There is another challenge-there are endless challenges, but I thought I would focus on two-that has been the subject of the discussions today. The environment is the defining challenge of our era. It goes without saying-I hope-that without a healthy environment, we have no economy or future. It is the defining, underlying issue, and the basic maths tell us that we are heading in a dangerous direction: a growing population combined with an increasing hunger for resources means that the cost of living will at some point go up. If we take that to its logical conclusion, we will reach a point when conflict is almost inevitable.

We need only look at the facts. We can argue about climate change and our exact contribution to it, although I will not do that now, because other people have already done so today. The world's bread baskets are being eroded. That is not a matter of opinion; it is a matter of fact. There is the destruction of the world's forests, the loss of species and habitats and the collapse of the world's great fisheries. These are real issues, and they are not subject to debate; they are matters of fact. They are not niche problems, but fundamental problems. I hope it also goes without saying that as we undermine the natural world and natural systems, we eventually undermine the basis of our own existence.

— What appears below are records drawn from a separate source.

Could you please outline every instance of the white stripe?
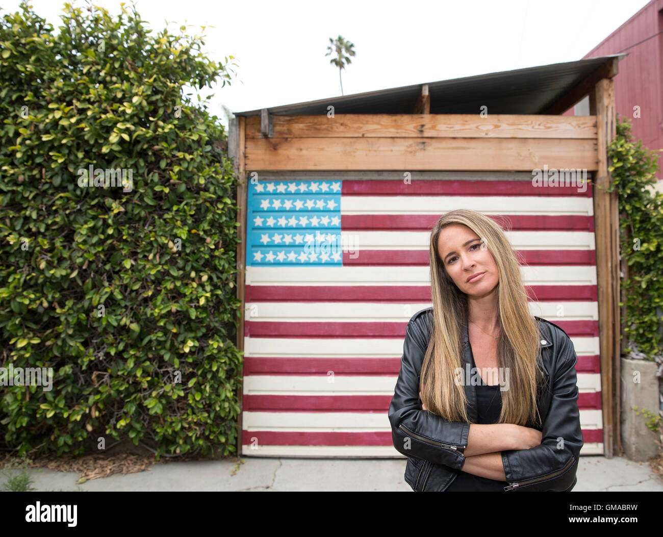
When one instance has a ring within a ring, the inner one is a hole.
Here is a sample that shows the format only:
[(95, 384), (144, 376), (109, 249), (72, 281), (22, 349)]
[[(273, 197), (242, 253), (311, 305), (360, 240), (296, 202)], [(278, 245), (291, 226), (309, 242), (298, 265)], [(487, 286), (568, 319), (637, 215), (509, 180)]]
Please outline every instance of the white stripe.
[(459, 207), (489, 215), (581, 215), (591, 198), (544, 196), (341, 196), (341, 214), (439, 214)]
[[(580, 410), (580, 426), (601, 428), (601, 410)], [(387, 412), (242, 412), (245, 431), (297, 432), (371, 432), (391, 431)]]
[[(397, 358), (403, 353), (401, 338), (365, 337), (245, 337), (244, 355), (252, 357), (298, 357), (319, 358)], [(575, 353), (599, 353), (598, 337), (572, 337)]]
[[(521, 267), (525, 285), (596, 285), (595, 266)], [(430, 268), (420, 267), (255, 267), (247, 285), (421, 285), (430, 286)]]
[[(280, 229), (280, 228), (279, 228)], [(321, 233), (325, 233), (321, 227)], [(593, 250), (594, 233), (589, 231), (512, 231), (505, 235), (516, 250)], [(426, 250), (430, 231), (341, 231), (341, 245), (350, 251)], [(267, 247), (278, 245), (267, 243)]]
[[(598, 373), (577, 373), (581, 392), (601, 390)], [(244, 377), (245, 395), (394, 395), (398, 375), (249, 375)]]
[[(598, 302), (583, 301), (528, 303), (530, 313), (558, 324), (564, 321), (597, 320)], [(251, 322), (406, 322), (430, 302), (251, 302), (246, 303), (246, 319)], [(558, 317), (558, 312), (564, 316)]]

The cause of many of those problems is also, fortunately, the solution: the market. But if the market is blind to the value of valuable of things, if it is blind to the value of natural systems, and if it fails to put a cost on those things that should have a cost, economic growth can only be an engine of environmental destruction and a process that effectively means cashing in on the natural world until there is nothing left. Nevertheless, the market is the most powerful force for change that we know, other than nature itself. It is a tool, and if we allow the natural world to be plundered, it is simply because we have failed to understand how to use that tool. We need to put a price on pollution, waste and the use of scarce resources, and we need to invest the proceeds in alternatives. I do not think that green taxes should ever be retrospective-we have seen too much of that-and I do not think that the green agenda should ever become an excuse for raising stealth taxes. We have seen too much of that as well. However, whatever we introduce must be real, not synthetic. We need rapid change.

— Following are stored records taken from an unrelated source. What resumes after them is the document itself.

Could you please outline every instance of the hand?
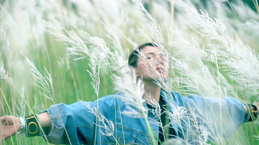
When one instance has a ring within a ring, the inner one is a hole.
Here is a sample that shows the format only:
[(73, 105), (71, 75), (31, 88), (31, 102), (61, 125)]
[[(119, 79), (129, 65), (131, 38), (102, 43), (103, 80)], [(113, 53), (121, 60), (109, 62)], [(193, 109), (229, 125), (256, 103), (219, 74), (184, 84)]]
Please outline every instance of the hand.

I want to read out something that Margaret Thatcher said 20 years ago-she was well ahead of her time on this issue-so I hope that hon. Members will indulge me:

"Many of the precautionary actions that we need to take would be sensible in any event. It is sensible to improve energy efficiency and use energy prudently; it's sensible to develop alternative and sustainable energy sources; it's sensible to replant the forests which we consume; it's sensible to re-examine industrial processes; it's sensible to tackle the problem of waste. I understand that the latest vogue is to call them 'no regrets' policies. Certainly we should have none in putting them into effect."

Margaret Thatcher was way ahead of her time, but she was also following a long but occasionally forgotten tradition in the Conservative party of paying tribute to and understanding the importance of the environment. It is a tradition that goes all the way back-as far back as anyone wants to go-to Edmund Burke, who said:

"Never...did Nature say one thing and Wisdom say another."

Stewardship; looking out for future generations and recognising limits, particularly nature's limits; providing security-these are core Conservative values. For as long as I am able to stay in this House, they are values that I will stand up for.